WASHINGTON – Republicans in Congress are pressing the Obama administration for answers about why officials are proposing to penalize states for significant backlogs of Medicaid applications, which have been delayed by the technology challenges of the Healthcare.gov website.
Many state social service agency workers have been forced to complete Medicaid applications by hand, which is causing long delays for vulnerable populations receiving benefits.
In a new letter to Marilyn Tavenner, chief of the Centers for Medicare & Medicaid Services, Rep. Fred Upton, R-Mich.; Sen. Orrin Hatch, R-Utah; and Sen. Lamar Alexander, R-Tenn., reference an April 10, 2014, Senate Finance Committee hearing where Health and Human Services Secretary Kathleen Sebelius was asked about the growing backlog.
"We believe it would be inappropriate for CMS to reduce payments to states that may be experiencing a backlog of applications due to the Healthcare.gov website. Such an approach would violate the very nature of a federal-state partnership," congressional leaders wrote.
"Secretary Sebelius' response seems to suggest that Centers for Medicare and Medicaid Services, or CMS, may be in the process of pursuing punitive payment actions against states in spite of – and perhaps even due to – their good-faith efforts to cope with information technology problems resulting from HealthCare.gov," congressional leaders wrote.
They noted that under Obamacare, the enrollment for Medicaid is expected to surge suddenly by 13 million beneficiaries. The federal spending is projected to explode from $265 billion in 2013 to $554 billion in 2023.
As WND reported last year, the site is riddled with security glitches. One month before the disastrous launch of Healthcare.gov, a program that on its first day allowed a single person to sign up, a government memo warned of a "limitless" security threat that would expose insurance buyers to identity theft.
It was at an April 10 Senate Finance Committee Hearing where Sebelius reported an untold number of Medicaid applicants are stuck in states that did not install computer programs capable of transferring data to the federal government's automated system, as the law intended.
"We are actually kind of ramping up the pressure on states and will look at some potentially administrative reductions in payment if people don't pick up this pace," Sebelius said at the hearing, without providing details.

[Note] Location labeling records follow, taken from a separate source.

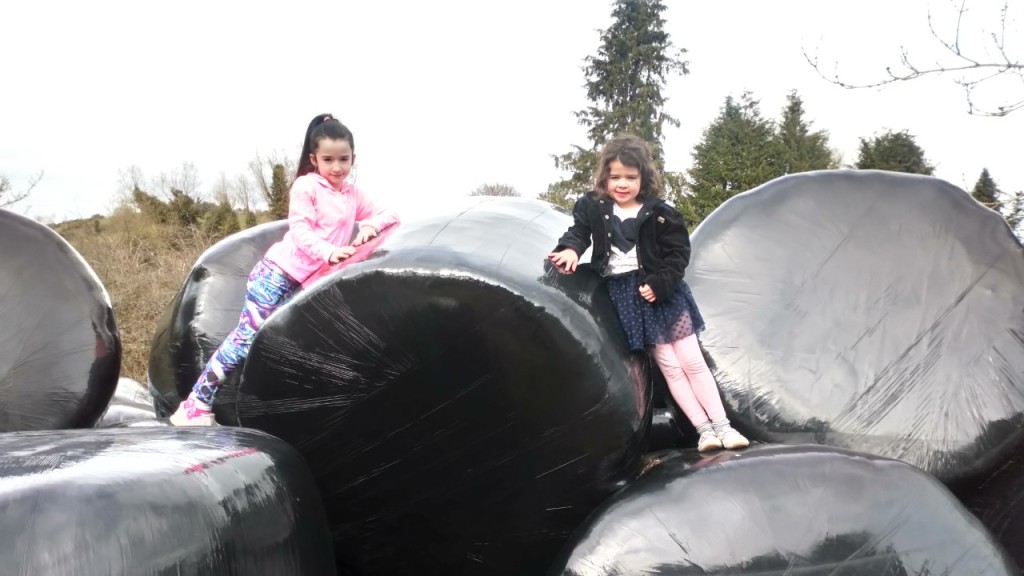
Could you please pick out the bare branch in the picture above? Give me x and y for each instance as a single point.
(8, 197)
(972, 71)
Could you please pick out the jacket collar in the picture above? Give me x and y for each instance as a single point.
(345, 186)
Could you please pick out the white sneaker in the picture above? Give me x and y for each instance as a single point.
(732, 440)
(193, 412)
(709, 442)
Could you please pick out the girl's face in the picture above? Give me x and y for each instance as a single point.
(624, 183)
(333, 160)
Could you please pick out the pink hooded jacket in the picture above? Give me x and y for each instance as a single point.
(320, 219)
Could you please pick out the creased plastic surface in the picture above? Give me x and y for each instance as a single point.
(872, 311)
(207, 309)
(168, 501)
(463, 405)
(204, 312)
(131, 402)
(59, 344)
(811, 510)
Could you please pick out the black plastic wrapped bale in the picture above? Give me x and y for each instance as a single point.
(160, 501)
(59, 345)
(204, 312)
(871, 311)
(812, 510)
(997, 502)
(131, 402)
(462, 404)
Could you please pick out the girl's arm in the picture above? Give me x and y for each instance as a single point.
(578, 237)
(674, 243)
(302, 221)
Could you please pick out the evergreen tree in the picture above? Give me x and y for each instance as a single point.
(897, 152)
(802, 150)
(183, 209)
(738, 151)
(986, 192)
(624, 85)
(1014, 211)
(278, 201)
(250, 218)
(221, 221)
(496, 190)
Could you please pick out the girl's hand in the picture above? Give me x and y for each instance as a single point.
(366, 233)
(565, 260)
(340, 254)
(646, 293)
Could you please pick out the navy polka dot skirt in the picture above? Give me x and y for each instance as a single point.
(646, 324)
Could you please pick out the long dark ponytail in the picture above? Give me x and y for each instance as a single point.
(322, 126)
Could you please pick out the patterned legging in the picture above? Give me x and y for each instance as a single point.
(266, 290)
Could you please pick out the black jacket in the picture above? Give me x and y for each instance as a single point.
(663, 241)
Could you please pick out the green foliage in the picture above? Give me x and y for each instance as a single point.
(896, 152)
(221, 221)
(986, 192)
(151, 206)
(802, 150)
(278, 201)
(624, 84)
(1014, 211)
(739, 151)
(183, 208)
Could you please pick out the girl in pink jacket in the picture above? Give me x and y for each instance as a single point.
(322, 213)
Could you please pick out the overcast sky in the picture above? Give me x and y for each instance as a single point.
(443, 96)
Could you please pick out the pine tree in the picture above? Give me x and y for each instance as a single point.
(278, 202)
(738, 151)
(1014, 211)
(986, 192)
(802, 150)
(624, 84)
(896, 152)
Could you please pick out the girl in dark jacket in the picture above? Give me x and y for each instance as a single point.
(642, 246)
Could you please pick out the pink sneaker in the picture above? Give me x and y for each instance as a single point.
(194, 412)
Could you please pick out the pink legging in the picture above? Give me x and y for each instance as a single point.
(689, 380)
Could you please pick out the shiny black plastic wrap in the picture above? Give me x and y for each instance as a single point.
(204, 312)
(998, 502)
(775, 510)
(59, 344)
(462, 404)
(871, 311)
(159, 501)
(131, 402)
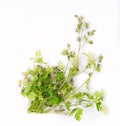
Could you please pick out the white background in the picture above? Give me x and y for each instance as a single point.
(26, 26)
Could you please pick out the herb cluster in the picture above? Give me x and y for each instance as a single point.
(52, 89)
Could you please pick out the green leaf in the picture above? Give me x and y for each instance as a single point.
(91, 33)
(32, 96)
(37, 53)
(78, 114)
(67, 104)
(90, 41)
(104, 109)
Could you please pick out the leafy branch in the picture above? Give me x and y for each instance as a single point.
(52, 89)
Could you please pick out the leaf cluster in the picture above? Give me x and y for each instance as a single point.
(52, 89)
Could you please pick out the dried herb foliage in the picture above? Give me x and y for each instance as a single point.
(52, 89)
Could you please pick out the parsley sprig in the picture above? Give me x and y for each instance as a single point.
(52, 88)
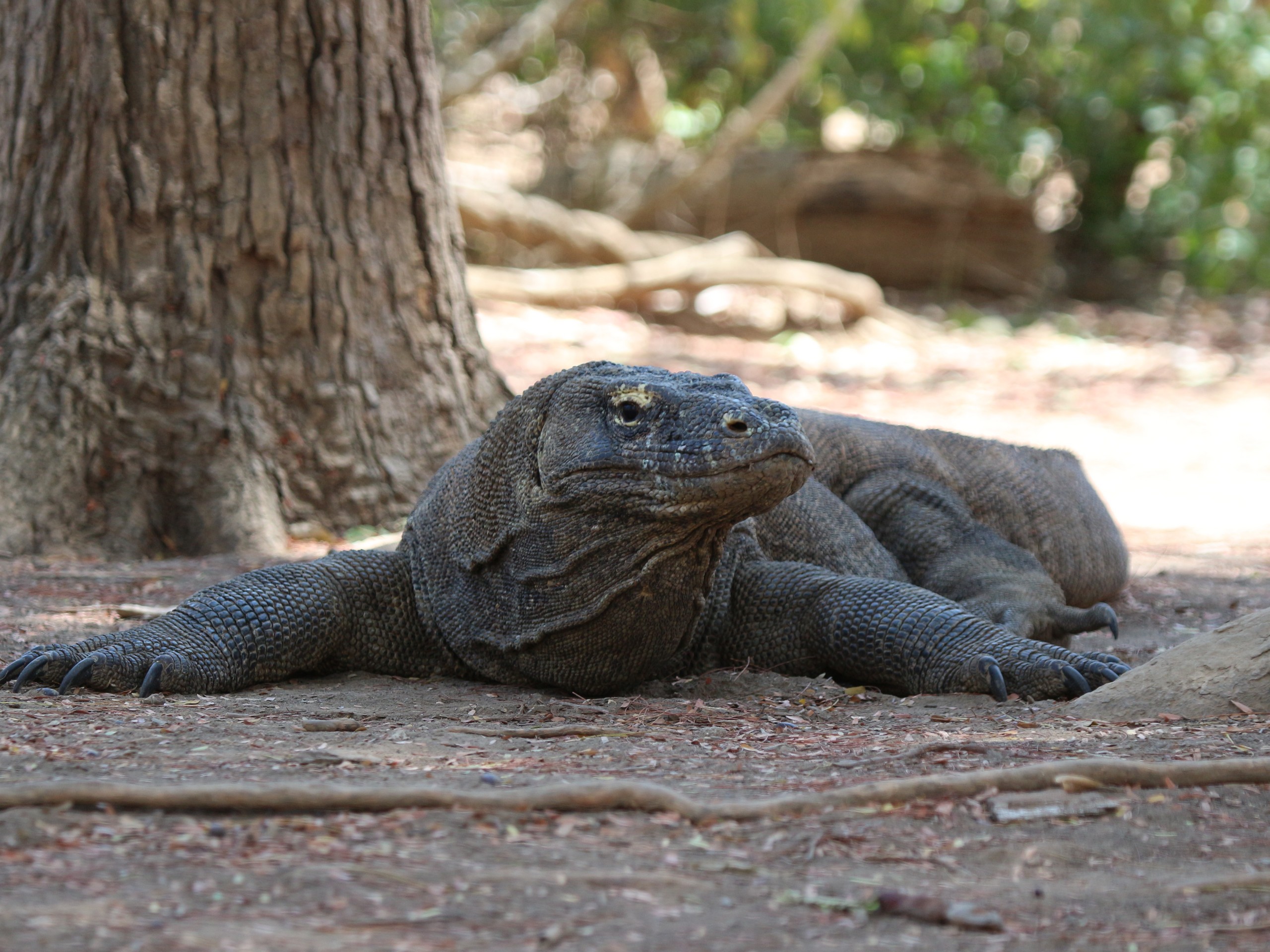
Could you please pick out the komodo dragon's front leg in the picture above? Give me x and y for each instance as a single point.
(348, 611)
(801, 619)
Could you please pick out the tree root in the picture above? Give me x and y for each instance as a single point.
(915, 753)
(564, 730)
(623, 795)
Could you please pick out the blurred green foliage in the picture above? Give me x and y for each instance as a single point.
(1159, 110)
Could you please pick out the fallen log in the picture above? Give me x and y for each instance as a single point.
(732, 259)
(581, 237)
(625, 795)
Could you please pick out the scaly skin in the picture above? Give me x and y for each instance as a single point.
(618, 525)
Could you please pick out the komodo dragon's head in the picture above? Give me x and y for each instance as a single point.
(574, 542)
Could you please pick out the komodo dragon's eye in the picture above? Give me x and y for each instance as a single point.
(629, 412)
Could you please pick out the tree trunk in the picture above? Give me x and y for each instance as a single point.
(232, 289)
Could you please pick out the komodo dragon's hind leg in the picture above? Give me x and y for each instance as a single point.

Sebelius said traffic on HealthCare.gov, the federal health care enrollment website for consumers in 36 states, was 4.8 million visitors on March 31. A federal call center received two million calls on that day. Fourteen state-run marketplaces also experienced a surge and are expected to add to the federal data.
Republicans have criticized the government for not providing more detailed data on how many people have actually completed enrollment by paying their first month's premium. Individual insurers have estimated that number at 80 percent to 85 percent of their new members.
"It's like Amazon.com taking stock of how many people have placed items in their shopping carts and then counting them as sales. In other words, it's a false metric," Hatch said.
Sebelius acknowledged there are extensive backlogs of people in some states who have applied for Medicaid but remain unable to access care because of various computer system delays.
The Medicaid issue was raised by Sen. Robert Menendez, D-N.J., who said a single county in his home state of New Jersey is reported to have a backlog of 10,000 applications and only six state workers to process the applications by hand. New Jersey is among the states that expanded Medicaid.
"It would take nearly a year and a half to clear the backlog," Menendez said.
The GOP members, however, said more information is needed. They asked whether CMS is pursuing penalties for states with backlogs, whether those penalties include payment reductions, and whether those punitive actions would apply to all states, or not.
Also, what are the parameters for imposing a penalty, they are asking.